Сумасшедшая шла осень.
На другом конце земли война, докатившаяся до крайнего юга Корейского полуострова, покатилась назад. Войска ООН (американцы, главным образом) погнали армию Ким Ир Сена на север – почти до северной границы. И вдруг из-за этой границы хлынули китайские добровольцы, по сути – огромная регулярная армия Мао Цзэдуна.
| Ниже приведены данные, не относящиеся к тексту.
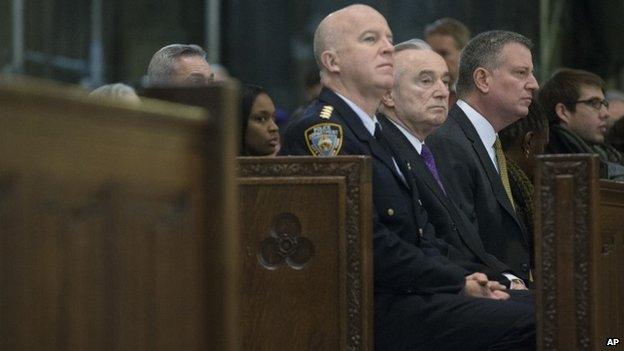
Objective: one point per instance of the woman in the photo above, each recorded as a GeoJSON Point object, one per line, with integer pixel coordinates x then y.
{"type": "Point", "coordinates": [259, 133]}
{"type": "Point", "coordinates": [522, 141]}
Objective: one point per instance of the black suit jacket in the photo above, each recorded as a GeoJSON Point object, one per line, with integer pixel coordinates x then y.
{"type": "Point", "coordinates": [418, 304]}
{"type": "Point", "coordinates": [451, 225]}
{"type": "Point", "coordinates": [404, 261]}
{"type": "Point", "coordinates": [475, 185]}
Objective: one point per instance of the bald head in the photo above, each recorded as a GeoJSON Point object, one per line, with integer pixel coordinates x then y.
{"type": "Point", "coordinates": [335, 27]}
{"type": "Point", "coordinates": [353, 48]}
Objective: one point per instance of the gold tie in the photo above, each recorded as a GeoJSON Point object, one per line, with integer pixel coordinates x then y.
{"type": "Point", "coordinates": [502, 169]}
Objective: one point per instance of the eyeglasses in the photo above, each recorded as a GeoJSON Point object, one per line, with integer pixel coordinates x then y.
{"type": "Point", "coordinates": [596, 103]}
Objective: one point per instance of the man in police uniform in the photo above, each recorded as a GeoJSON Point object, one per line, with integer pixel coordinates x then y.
{"type": "Point", "coordinates": [422, 300]}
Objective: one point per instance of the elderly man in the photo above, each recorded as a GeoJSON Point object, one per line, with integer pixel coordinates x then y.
{"type": "Point", "coordinates": [495, 88]}
{"type": "Point", "coordinates": [578, 114]}
{"type": "Point", "coordinates": [179, 65]}
{"type": "Point", "coordinates": [447, 36]}
{"type": "Point", "coordinates": [415, 107]}
{"type": "Point", "coordinates": [422, 300]}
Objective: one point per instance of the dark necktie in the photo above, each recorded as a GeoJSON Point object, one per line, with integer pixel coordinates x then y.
{"type": "Point", "coordinates": [427, 156]}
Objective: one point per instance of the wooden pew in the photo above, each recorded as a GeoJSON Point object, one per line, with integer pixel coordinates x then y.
{"type": "Point", "coordinates": [117, 224]}
{"type": "Point", "coordinates": [306, 243]}
{"type": "Point", "coordinates": [579, 231]}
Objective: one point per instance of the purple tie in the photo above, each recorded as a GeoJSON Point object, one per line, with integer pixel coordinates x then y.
{"type": "Point", "coordinates": [426, 154]}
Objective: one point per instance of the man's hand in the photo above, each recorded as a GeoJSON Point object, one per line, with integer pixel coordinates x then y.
{"type": "Point", "coordinates": [478, 285]}
{"type": "Point", "coordinates": [517, 284]}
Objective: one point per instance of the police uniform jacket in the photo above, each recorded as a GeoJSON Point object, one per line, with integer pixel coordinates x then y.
{"type": "Point", "coordinates": [405, 262]}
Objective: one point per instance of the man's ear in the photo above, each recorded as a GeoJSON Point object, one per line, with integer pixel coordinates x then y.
{"type": "Point", "coordinates": [562, 112]}
{"type": "Point", "coordinates": [387, 99]}
{"type": "Point", "coordinates": [481, 77]}
{"type": "Point", "coordinates": [330, 61]}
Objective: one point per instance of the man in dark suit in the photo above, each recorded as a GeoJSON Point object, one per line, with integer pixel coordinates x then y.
{"type": "Point", "coordinates": [422, 300]}
{"type": "Point", "coordinates": [415, 107]}
{"type": "Point", "coordinates": [495, 88]}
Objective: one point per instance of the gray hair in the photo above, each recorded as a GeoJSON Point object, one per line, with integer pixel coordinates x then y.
{"type": "Point", "coordinates": [162, 64]}
{"type": "Point", "coordinates": [118, 91]}
{"type": "Point", "coordinates": [414, 44]}
{"type": "Point", "coordinates": [614, 95]}
{"type": "Point", "coordinates": [484, 51]}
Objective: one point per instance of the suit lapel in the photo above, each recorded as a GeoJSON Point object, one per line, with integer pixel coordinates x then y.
{"type": "Point", "coordinates": [486, 162]}
{"type": "Point", "coordinates": [412, 160]}
{"type": "Point", "coordinates": [419, 169]}
{"type": "Point", "coordinates": [352, 120]}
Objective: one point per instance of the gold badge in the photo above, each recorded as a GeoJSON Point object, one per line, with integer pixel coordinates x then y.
{"type": "Point", "coordinates": [324, 139]}
{"type": "Point", "coordinates": [326, 111]}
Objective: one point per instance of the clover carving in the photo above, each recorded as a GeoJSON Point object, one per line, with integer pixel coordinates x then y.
{"type": "Point", "coordinates": [285, 244]}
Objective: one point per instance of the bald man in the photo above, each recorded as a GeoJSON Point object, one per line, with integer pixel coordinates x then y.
{"type": "Point", "coordinates": [422, 300]}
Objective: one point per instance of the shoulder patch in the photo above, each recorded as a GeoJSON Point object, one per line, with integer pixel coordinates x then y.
{"type": "Point", "coordinates": [326, 111]}
{"type": "Point", "coordinates": [324, 139]}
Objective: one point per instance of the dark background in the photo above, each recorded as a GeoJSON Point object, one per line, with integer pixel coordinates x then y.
{"type": "Point", "coordinates": [270, 42]}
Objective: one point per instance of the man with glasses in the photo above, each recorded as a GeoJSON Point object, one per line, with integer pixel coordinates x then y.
{"type": "Point", "coordinates": [179, 65]}
{"type": "Point", "coordinates": [578, 114]}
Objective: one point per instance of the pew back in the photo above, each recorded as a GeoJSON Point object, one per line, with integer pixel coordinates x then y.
{"type": "Point", "coordinates": [116, 232]}
{"type": "Point", "coordinates": [578, 227]}
{"type": "Point", "coordinates": [306, 243]}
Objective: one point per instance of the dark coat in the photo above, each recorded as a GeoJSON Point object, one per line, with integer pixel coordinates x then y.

И война покатилась на юг, к прежней границе двух Корей, и замерла на 38-й параллели.
Но это, хоть и вызывало интерес, было далеко.
А здесь, в Питере, вот что происходило.
Галина наотрез отказалась уезжать. Мне не удалось ее уговорить. «Уехать, – заявила она, – значит бежать. А бежать – значит признать себя виноватой. А я ни в чем не виновата».
Было беспокойно. Я долго не мог уснуть. Вставал, бродил по комнате, курил.
А часов в десять утра позвонила Галина и попросила прийти вечером вместе с Лизой.
Мы пришли. Лиза, после суточного дежурства в больнице, выглядела усталой, с темными подглазьями. Она принесла какую-то травку-заварку, придающую организму бодрость, и направилась было в кухню, чтобы ее заварить.
– Погоди, Лиза, – остановила ее Галина. – Сядем, надо поговорить. Вот что хочу вам… – Она повела плечами, словно содрогаясь от того, что намеревалась сказать. – Я по-прежнему не хочу уезжать, считаю это постыдным бегством. Но Люся сказала, что если меня арестуют, то она бросится в Неву.
Голос у Галины дрогнул. Она отвернулась, поднеся к глазам платок. Люся, сидевшая в уголке дивана, под гобеленом с рыцарями, исподлобья смотрела на мать.
Трудное было молчание.
– Галя, – сказал я, – это не бегство… ничего постыдного в том, что вы укроетесь на какое-то время…
– На десять лет, – с горькой усмешкой сказала она.
Лиза быстро заговорила. Она возьмет на себя связь со Львом Васильичем (переписка же с лагерем разрешается), и его письма будет пересылать Галине в Аткарск, а ее письма – ему. И посылки будет отправлять Льву Васильичу. И квартплату вносить.